Operation Green Sea was an amphibious attack on Conakry, the capital of Guinea, by between 350 and 420 Portuguese soldiers and Portuguese-led Guinean fighters in November 1970. The goals of the operation included the overthrow of Ahmed Sékou Touré's government, capture of the leader of the African Party for the Independence of Guinea and Cape Verde (PAIGC), Amílcar Cabral, destruction of the naval and air assets of the PAIGC and its Guinean supporters, and the rescue of Portuguese POWs held in Conakry.

Operation Penada was the name of a Portuguese military operation that occurred during the Portuguese Colonial War in Mozambique, in April 1972. The Portuguese 31st Battalion of Hunters took part in the operation, the battalion had been stationed in Furancungo.

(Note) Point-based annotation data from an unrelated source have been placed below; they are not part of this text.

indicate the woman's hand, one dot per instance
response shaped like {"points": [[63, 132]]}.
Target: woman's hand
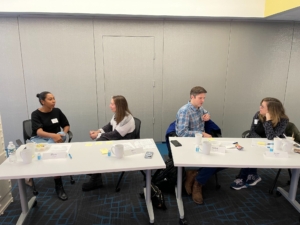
{"points": [[57, 138], [94, 134], [206, 117]]}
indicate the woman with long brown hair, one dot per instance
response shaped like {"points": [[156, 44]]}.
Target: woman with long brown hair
{"points": [[269, 122], [121, 126]]}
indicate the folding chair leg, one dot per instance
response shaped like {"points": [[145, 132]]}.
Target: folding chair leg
{"points": [[119, 181], [72, 180], [275, 182], [143, 174], [218, 186], [289, 181]]}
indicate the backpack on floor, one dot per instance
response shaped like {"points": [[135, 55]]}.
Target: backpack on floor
{"points": [[166, 179], [157, 197]]}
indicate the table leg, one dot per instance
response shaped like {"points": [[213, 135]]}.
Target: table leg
{"points": [[147, 193], [291, 195], [178, 191], [26, 206]]}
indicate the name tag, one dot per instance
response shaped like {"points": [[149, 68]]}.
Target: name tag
{"points": [[54, 120]]}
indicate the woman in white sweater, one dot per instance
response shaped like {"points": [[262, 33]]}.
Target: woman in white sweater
{"points": [[121, 126]]}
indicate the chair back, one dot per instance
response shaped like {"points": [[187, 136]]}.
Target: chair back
{"points": [[137, 127], [292, 131], [27, 130]]}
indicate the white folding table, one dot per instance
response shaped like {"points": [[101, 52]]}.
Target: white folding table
{"points": [[250, 157], [87, 158]]}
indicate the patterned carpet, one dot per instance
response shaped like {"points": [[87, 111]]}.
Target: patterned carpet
{"points": [[107, 207]]}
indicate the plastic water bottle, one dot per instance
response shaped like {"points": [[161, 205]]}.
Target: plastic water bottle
{"points": [[39, 156], [11, 149]]}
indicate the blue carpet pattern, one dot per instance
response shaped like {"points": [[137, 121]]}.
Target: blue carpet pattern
{"points": [[107, 207]]}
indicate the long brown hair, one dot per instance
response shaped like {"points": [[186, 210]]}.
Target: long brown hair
{"points": [[122, 109], [276, 110]]}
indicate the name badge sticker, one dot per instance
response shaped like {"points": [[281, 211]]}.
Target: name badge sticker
{"points": [[54, 120]]}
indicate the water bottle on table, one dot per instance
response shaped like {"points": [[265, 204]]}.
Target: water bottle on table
{"points": [[11, 150]]}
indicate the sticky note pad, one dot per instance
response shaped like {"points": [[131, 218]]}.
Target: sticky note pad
{"points": [[104, 151]]}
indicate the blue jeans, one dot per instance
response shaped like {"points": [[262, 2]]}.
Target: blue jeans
{"points": [[205, 173], [38, 139], [246, 171]]}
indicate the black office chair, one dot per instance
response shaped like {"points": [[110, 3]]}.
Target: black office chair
{"points": [[136, 136], [290, 130], [211, 128], [27, 131]]}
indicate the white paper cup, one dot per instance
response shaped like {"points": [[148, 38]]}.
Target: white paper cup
{"points": [[118, 151], [277, 144], [287, 145], [198, 138], [206, 147], [26, 155]]}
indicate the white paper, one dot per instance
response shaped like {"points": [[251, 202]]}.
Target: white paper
{"points": [[60, 148], [280, 154], [218, 149], [127, 146], [145, 144], [133, 151]]}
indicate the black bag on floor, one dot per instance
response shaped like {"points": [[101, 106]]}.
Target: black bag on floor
{"points": [[157, 197], [166, 179]]}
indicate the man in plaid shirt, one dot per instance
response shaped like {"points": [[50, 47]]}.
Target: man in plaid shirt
{"points": [[190, 120]]}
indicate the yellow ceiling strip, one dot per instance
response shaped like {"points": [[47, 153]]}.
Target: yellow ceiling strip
{"points": [[277, 6]]}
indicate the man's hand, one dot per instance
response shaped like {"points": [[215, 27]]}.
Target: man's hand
{"points": [[57, 138], [206, 135], [206, 117], [94, 133]]}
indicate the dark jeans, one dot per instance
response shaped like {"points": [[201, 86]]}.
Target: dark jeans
{"points": [[246, 171], [205, 173]]}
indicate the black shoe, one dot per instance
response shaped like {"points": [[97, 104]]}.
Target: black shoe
{"points": [[94, 183], [61, 194]]}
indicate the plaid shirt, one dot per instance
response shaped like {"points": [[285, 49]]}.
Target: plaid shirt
{"points": [[189, 120]]}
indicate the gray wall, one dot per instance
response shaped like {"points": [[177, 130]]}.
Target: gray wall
{"points": [[153, 63]]}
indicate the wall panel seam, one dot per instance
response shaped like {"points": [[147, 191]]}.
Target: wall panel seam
{"points": [[227, 68], [96, 73], [21, 55], [289, 64]]}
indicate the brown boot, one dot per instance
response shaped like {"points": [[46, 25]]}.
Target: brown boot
{"points": [[197, 193], [190, 178]]}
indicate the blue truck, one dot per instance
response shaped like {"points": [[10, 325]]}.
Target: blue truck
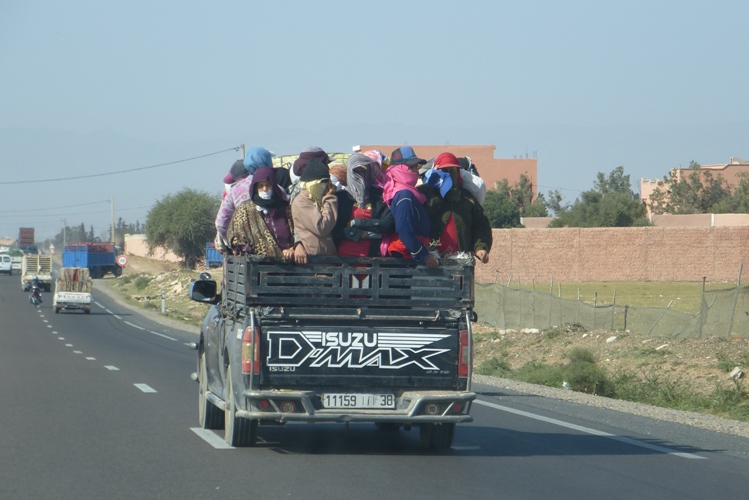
{"points": [[213, 257], [98, 258]]}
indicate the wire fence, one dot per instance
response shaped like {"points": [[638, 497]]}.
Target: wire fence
{"points": [[724, 313]]}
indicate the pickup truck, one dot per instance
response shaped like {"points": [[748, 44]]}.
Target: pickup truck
{"points": [[349, 340], [73, 290]]}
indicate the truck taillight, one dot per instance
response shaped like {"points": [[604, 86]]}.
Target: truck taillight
{"points": [[250, 356], [464, 354]]}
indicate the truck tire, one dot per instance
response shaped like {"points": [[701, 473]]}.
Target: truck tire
{"points": [[438, 437], [238, 432], [209, 416]]}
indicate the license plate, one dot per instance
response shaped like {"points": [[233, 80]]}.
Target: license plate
{"points": [[372, 401]]}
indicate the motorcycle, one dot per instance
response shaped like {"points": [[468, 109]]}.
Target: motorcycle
{"points": [[36, 294]]}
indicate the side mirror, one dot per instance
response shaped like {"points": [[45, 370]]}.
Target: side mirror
{"points": [[204, 291]]}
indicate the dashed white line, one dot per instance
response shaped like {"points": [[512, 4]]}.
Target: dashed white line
{"points": [[211, 438], [161, 335], [588, 430]]}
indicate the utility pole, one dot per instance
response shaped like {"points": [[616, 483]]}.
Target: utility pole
{"points": [[112, 240]]}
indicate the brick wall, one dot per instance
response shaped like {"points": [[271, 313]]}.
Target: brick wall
{"points": [[617, 254]]}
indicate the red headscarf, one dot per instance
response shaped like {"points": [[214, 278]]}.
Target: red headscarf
{"points": [[398, 179]]}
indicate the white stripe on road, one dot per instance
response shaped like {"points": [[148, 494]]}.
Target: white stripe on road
{"points": [[161, 335], [211, 438], [588, 430]]}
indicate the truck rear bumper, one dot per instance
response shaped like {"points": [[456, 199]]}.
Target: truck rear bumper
{"points": [[412, 407]]}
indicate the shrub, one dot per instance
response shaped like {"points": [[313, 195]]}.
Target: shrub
{"points": [[581, 355], [586, 377], [494, 367], [141, 282]]}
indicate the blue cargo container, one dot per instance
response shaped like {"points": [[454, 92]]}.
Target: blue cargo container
{"points": [[213, 257], [99, 258]]}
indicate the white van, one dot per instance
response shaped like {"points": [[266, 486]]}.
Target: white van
{"points": [[6, 264]]}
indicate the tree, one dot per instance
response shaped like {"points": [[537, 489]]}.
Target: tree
{"points": [[183, 223], [697, 192], [611, 203]]}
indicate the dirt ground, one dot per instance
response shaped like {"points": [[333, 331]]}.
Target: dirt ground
{"points": [[700, 363]]}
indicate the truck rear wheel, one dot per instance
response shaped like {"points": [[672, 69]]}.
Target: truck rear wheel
{"points": [[209, 416], [237, 431], [437, 437]]}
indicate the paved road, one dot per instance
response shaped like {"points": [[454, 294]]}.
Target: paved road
{"points": [[102, 406]]}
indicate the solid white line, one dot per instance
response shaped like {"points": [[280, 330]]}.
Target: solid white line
{"points": [[211, 438], [588, 430], [161, 335]]}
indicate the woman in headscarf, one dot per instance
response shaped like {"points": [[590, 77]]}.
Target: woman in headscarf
{"points": [[314, 210], [457, 218], [263, 225], [239, 192], [363, 218], [411, 238]]}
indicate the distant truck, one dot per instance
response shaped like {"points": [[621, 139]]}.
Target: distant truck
{"points": [[39, 266], [213, 257], [98, 258], [73, 290]]}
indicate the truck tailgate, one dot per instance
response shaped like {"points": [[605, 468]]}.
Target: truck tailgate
{"points": [[365, 356]]}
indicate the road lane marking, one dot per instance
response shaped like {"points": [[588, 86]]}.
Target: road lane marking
{"points": [[211, 438], [588, 430], [161, 335]]}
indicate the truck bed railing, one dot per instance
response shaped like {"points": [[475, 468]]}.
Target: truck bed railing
{"points": [[358, 285]]}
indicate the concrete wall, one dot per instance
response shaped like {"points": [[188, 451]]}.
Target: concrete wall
{"points": [[617, 254], [135, 244]]}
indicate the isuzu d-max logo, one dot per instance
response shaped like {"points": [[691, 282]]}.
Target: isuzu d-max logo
{"points": [[353, 349]]}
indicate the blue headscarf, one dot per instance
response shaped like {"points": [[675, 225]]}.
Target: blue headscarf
{"points": [[257, 157]]}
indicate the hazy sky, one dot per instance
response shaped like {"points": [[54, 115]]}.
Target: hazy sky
{"points": [[98, 87]]}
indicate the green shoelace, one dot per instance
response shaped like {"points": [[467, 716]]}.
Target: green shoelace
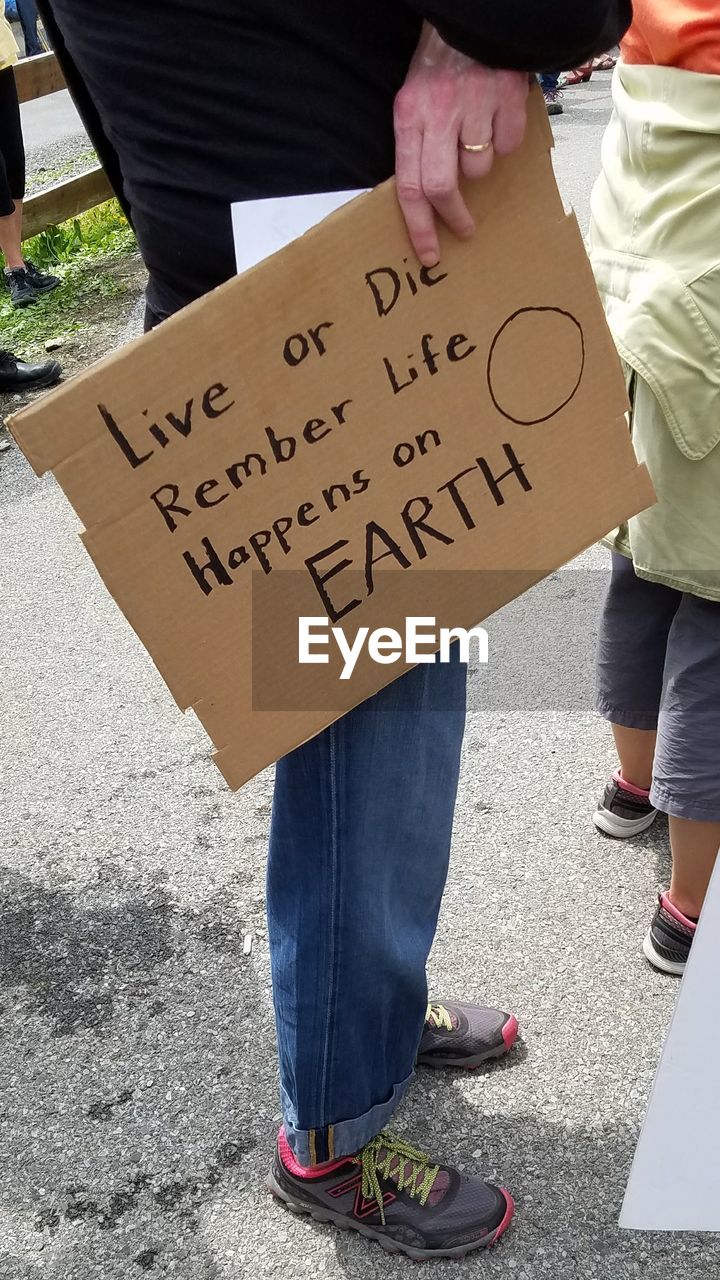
{"points": [[437, 1015], [400, 1162]]}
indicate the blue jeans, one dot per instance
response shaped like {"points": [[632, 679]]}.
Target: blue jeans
{"points": [[359, 853]]}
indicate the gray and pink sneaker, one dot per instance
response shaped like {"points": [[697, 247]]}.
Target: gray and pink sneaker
{"points": [[669, 938], [465, 1036], [393, 1194], [624, 809]]}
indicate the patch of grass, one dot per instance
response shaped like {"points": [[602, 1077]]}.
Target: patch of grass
{"points": [[82, 252]]}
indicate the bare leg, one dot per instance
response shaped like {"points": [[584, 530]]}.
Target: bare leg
{"points": [[695, 849], [10, 232], [636, 752]]}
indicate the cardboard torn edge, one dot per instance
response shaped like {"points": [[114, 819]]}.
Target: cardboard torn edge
{"points": [[646, 497]]}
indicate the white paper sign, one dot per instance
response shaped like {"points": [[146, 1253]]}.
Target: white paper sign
{"points": [[675, 1178], [263, 227]]}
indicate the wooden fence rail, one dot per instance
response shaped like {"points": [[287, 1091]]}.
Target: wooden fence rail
{"points": [[37, 77]]}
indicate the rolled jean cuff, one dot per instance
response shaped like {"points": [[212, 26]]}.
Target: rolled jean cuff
{"points": [[628, 720], [683, 807], [313, 1147]]}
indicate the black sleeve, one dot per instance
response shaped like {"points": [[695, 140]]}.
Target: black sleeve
{"points": [[529, 35]]}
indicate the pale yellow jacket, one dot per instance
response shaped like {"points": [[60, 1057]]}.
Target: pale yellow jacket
{"points": [[655, 247], [8, 46]]}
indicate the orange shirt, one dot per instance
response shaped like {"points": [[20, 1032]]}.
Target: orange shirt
{"points": [[675, 33]]}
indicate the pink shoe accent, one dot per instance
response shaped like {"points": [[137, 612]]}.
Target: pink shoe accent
{"points": [[675, 913], [299, 1170], [630, 786], [509, 1215], [510, 1031]]}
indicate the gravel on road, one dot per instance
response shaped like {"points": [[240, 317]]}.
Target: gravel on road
{"points": [[139, 1088]]}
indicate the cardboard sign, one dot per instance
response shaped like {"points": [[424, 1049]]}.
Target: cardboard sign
{"points": [[338, 432]]}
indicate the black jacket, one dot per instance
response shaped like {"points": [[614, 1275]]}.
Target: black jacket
{"points": [[195, 105]]}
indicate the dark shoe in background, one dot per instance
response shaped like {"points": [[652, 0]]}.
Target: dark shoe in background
{"points": [[465, 1036], [21, 287], [16, 375], [40, 280], [552, 101], [669, 938]]}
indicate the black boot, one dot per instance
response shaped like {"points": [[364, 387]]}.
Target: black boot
{"points": [[19, 284], [40, 280], [18, 376]]}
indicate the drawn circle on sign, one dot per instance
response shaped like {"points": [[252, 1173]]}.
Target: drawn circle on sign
{"points": [[559, 346]]}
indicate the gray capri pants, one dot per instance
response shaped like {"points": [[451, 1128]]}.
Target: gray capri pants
{"points": [[659, 667]]}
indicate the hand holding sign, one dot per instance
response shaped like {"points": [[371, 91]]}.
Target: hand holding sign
{"points": [[343, 433], [449, 100]]}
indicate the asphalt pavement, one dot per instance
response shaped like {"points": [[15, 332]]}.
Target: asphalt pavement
{"points": [[139, 1092]]}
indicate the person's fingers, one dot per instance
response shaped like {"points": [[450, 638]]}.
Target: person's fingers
{"points": [[511, 114], [417, 209], [440, 173]]}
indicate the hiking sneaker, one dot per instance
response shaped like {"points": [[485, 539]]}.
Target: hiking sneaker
{"points": [[465, 1034], [40, 280], [552, 100], [19, 286], [396, 1196], [669, 938], [624, 809]]}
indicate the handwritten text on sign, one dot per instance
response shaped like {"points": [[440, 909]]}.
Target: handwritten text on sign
{"points": [[452, 507]]}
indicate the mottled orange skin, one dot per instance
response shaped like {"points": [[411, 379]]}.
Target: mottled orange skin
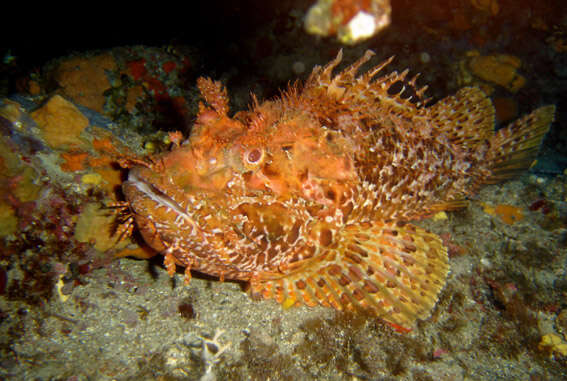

The Revolutionary Armed Forces of the People or FARP were originally the armed wing of the African Party for the Independence of Guinea and Cape Verde during the struggle against Portuguese rule in Guinea-Bissau and Cape Verde. Since 1973, they constitute the national armed forces of Guinea-Bissau. A separate Cape Verdean branch of the FARP constituted the national armed forces of this country from 1975 until the early 1990s, when these were renamed "Cape Verdean Armed Forces".